The Ensembl Release Cycle
Ensembl data is released on an approximately two-month cycle (occasionally longer if a lot of development work is being undertaken). Whatever its length, the cycle works as follows:
- Genebuild
This stage varies in length for each species, as it takes longer if the genome is more complex complexity of the genome(s) involved. Individual species are updated on an irregular schedule, depending on the availability of new assemblies and evidence. New species are added frequently from a number of sequencing projects around the world, and all species databases may receive minor updates. These can include patches to correct erroneous data and updates to data that changes regularly (such as cDNAs for human and mouse).

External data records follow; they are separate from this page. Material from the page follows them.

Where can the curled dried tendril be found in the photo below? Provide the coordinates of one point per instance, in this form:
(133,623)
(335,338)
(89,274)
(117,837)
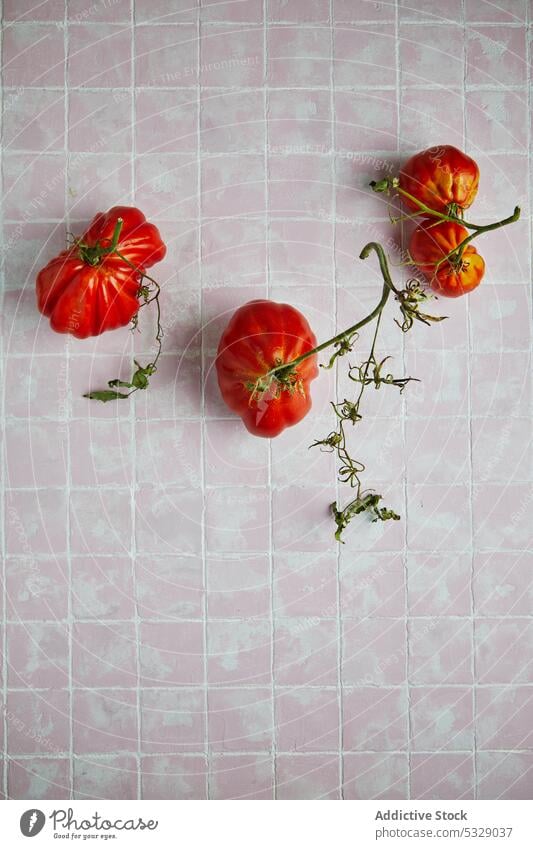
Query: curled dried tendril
(361,374)
(282,381)
(148,293)
(343,346)
(410,300)
(371,372)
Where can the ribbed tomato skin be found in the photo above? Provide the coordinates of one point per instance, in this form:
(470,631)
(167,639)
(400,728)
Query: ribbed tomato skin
(87,300)
(430,243)
(260,335)
(440,177)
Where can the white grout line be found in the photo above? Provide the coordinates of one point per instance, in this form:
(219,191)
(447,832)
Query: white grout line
(408,718)
(3,464)
(133,445)
(340,694)
(470,446)
(266,106)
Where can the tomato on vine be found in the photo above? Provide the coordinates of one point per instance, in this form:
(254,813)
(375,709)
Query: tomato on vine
(100,283)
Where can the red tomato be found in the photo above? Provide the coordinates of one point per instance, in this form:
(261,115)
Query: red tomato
(260,336)
(430,243)
(443,178)
(85,291)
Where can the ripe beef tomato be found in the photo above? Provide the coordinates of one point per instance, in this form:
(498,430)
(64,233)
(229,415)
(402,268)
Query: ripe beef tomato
(443,178)
(263,335)
(453,277)
(91,288)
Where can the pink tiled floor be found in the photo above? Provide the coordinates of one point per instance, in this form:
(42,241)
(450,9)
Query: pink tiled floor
(179,622)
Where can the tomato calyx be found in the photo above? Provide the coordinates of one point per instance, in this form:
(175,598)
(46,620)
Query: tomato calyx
(364,503)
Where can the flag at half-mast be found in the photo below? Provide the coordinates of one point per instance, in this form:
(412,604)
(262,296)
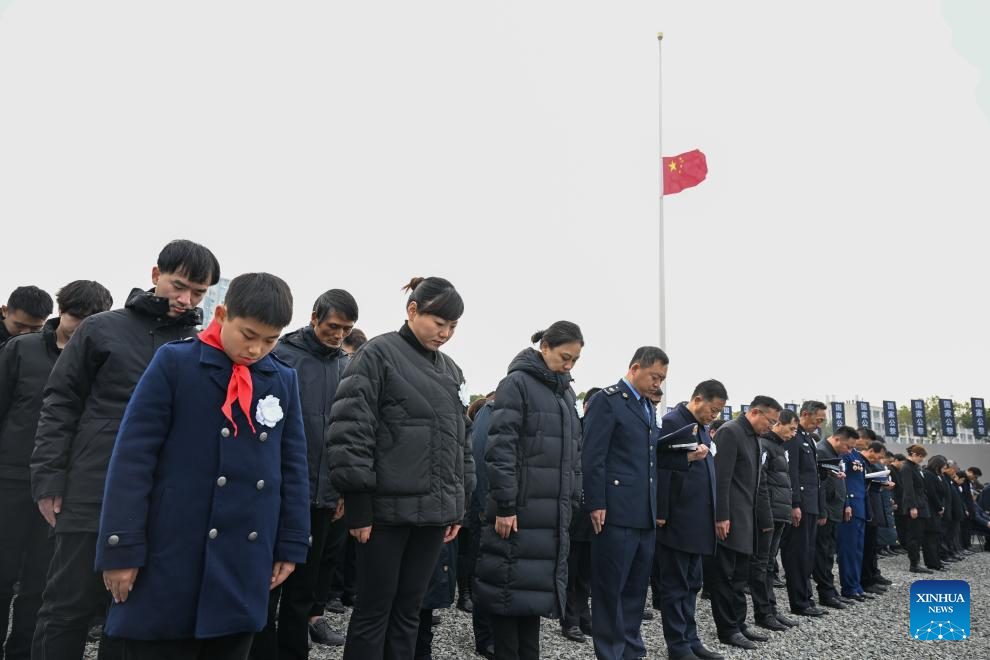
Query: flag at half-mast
(684,171)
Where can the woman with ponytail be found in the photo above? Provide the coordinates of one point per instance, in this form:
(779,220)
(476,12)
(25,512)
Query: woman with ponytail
(401,459)
(534,476)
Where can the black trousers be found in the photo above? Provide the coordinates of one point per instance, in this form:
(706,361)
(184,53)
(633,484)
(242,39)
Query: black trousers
(287,638)
(577,611)
(25,553)
(725,577)
(871,568)
(679,576)
(797,553)
(516,637)
(761,571)
(73,593)
(825,547)
(229,647)
(393,572)
(342,583)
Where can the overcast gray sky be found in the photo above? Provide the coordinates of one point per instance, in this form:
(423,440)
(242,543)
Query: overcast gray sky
(837,247)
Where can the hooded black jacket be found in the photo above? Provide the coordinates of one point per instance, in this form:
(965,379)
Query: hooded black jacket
(534,472)
(25,363)
(400,453)
(777,468)
(85,399)
(320,369)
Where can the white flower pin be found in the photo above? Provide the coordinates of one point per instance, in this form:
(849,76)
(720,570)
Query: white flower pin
(269,411)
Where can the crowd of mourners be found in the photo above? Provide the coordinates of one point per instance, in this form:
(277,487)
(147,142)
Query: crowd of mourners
(176,491)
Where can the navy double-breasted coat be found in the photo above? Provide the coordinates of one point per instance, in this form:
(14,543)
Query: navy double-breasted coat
(201,512)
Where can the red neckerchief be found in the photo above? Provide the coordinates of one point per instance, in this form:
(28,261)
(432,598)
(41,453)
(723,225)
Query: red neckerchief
(240,388)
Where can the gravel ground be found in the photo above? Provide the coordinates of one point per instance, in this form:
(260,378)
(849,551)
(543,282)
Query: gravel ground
(876,629)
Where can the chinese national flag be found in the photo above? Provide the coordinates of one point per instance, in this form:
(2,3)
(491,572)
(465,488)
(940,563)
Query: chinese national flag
(684,171)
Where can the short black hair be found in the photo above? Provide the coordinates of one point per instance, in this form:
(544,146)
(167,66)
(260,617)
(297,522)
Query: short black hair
(647,356)
(847,432)
(260,296)
(709,390)
(436,296)
(867,433)
(335,300)
(356,339)
(83,298)
(787,416)
(190,259)
(31,300)
(762,401)
(560,332)
(809,407)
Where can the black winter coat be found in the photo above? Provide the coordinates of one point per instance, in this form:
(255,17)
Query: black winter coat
(25,363)
(400,449)
(778,477)
(534,472)
(85,397)
(320,369)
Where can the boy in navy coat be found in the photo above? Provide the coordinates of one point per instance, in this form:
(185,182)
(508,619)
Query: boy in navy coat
(206,505)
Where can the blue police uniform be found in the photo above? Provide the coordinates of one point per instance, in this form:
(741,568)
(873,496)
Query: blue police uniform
(686,501)
(619,465)
(203,511)
(851,533)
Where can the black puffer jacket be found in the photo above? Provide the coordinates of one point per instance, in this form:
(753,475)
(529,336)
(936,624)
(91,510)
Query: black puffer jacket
(400,452)
(320,369)
(534,472)
(85,399)
(777,469)
(25,363)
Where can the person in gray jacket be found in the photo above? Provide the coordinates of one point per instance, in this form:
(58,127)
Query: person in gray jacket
(778,487)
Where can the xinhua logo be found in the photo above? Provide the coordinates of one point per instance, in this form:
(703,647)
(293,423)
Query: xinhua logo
(940,610)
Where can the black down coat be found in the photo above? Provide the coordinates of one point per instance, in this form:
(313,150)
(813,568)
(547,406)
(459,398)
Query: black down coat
(85,398)
(534,471)
(400,453)
(320,369)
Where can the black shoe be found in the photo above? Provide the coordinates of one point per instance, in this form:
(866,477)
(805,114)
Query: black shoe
(770,623)
(706,653)
(810,611)
(739,640)
(321,633)
(784,621)
(754,636)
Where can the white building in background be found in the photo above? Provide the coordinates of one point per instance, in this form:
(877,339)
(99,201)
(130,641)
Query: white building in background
(214,296)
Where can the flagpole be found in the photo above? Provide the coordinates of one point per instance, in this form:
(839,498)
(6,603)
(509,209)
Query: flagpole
(663,282)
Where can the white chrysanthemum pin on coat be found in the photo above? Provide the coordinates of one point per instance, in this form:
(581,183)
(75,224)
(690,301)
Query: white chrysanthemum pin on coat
(269,411)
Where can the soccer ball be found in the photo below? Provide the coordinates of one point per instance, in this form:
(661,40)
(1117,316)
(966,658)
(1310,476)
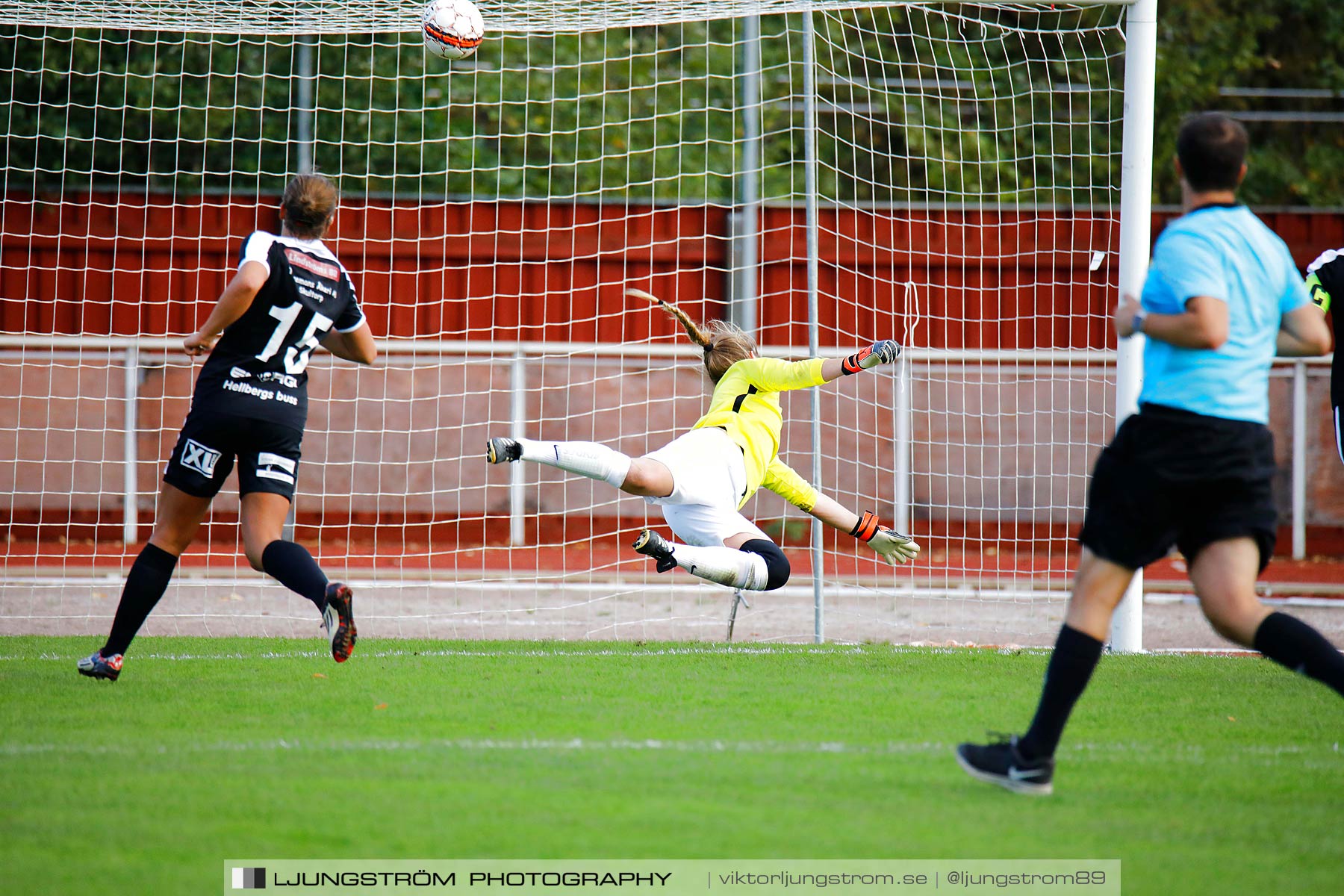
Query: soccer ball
(453,28)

The genebuild team members take evidence for genes and transcripts, such as protein and mRNAs, and combine it with manual annotation data in the analysis pipeline, to create an Ensembl core database and optionally otherfeatures and cdna databases. Once these are complete, they are handed over to the other Ensembl data teams for further processing (see below).
- Additional core data
The role of the core team is two-fold: to provide API support for the core and core-like (otherfeatures and cdna) databases, and to run scripts that add supplementary data to the database (e.g. gene counts) and check that the database contents are as complete and accurate as possible. These latter scripts, known as healthchecks, help to pick out any anomalous data produced by the automated pipeline, such as unusually long genes. - Other databases
- Compara
The comparative genomics team runs a second pipeline which brings together the separate species databases, aligns sequences to identify syntenous regions and predicts orthologues, paralogues, and protein family clusters. The resultant data is compiled into a single large database (although this is now becoming so big that there are plans to separate the content into multiple databases). - Variation
The variation team brings together data from a variety of sources, including dbSNP, and also call new variations from resequencing data. These are then used to create variation databases for the relevant species. Currently there are around a dozen species with variation data, including human, chimp, mouse, rat, dog and zebrafish. - Functional Genomics
The functional genomics team collects experimental data from their collaborators and incorporates this into the regulatory build. This includes regulatory features determined by chromatin immuno-precipitation and epigenomic modifications, and other data with a regulatory focus such as CisRED. Currently only human, mouse and fruitfly have functional genomics databases.
- Compara
- Mart
The mart team build their own normalised database tables from the Ensembl data, so that it can be accessed through the BioMart data-mining tool. - Web
Whilst the genomic data is being prepared, the web team works on new displays and new website features. They then bring together all the finished databases and make the content available online in a number of ways:
- The website configuration is updated to access the new data
- The databases are copied to the public MySQL servers and also dumped in a variety of formats for downloading from our FTP site
- The database dumps are also used to create search indexes for the BLAST service
The web team also populates an additional database, ensembl_website, which contains help, news, and other web-specific information. If there are new displays, or if existing ones have changed substantially, the outreach team update the help content.
- Release
When the new release is ready to go live, a copy of the current version is set up as an archive, and the webserver is updated to point to the new site.
This is necessarily a simplified account of a process that takes around 50 people several months to complete!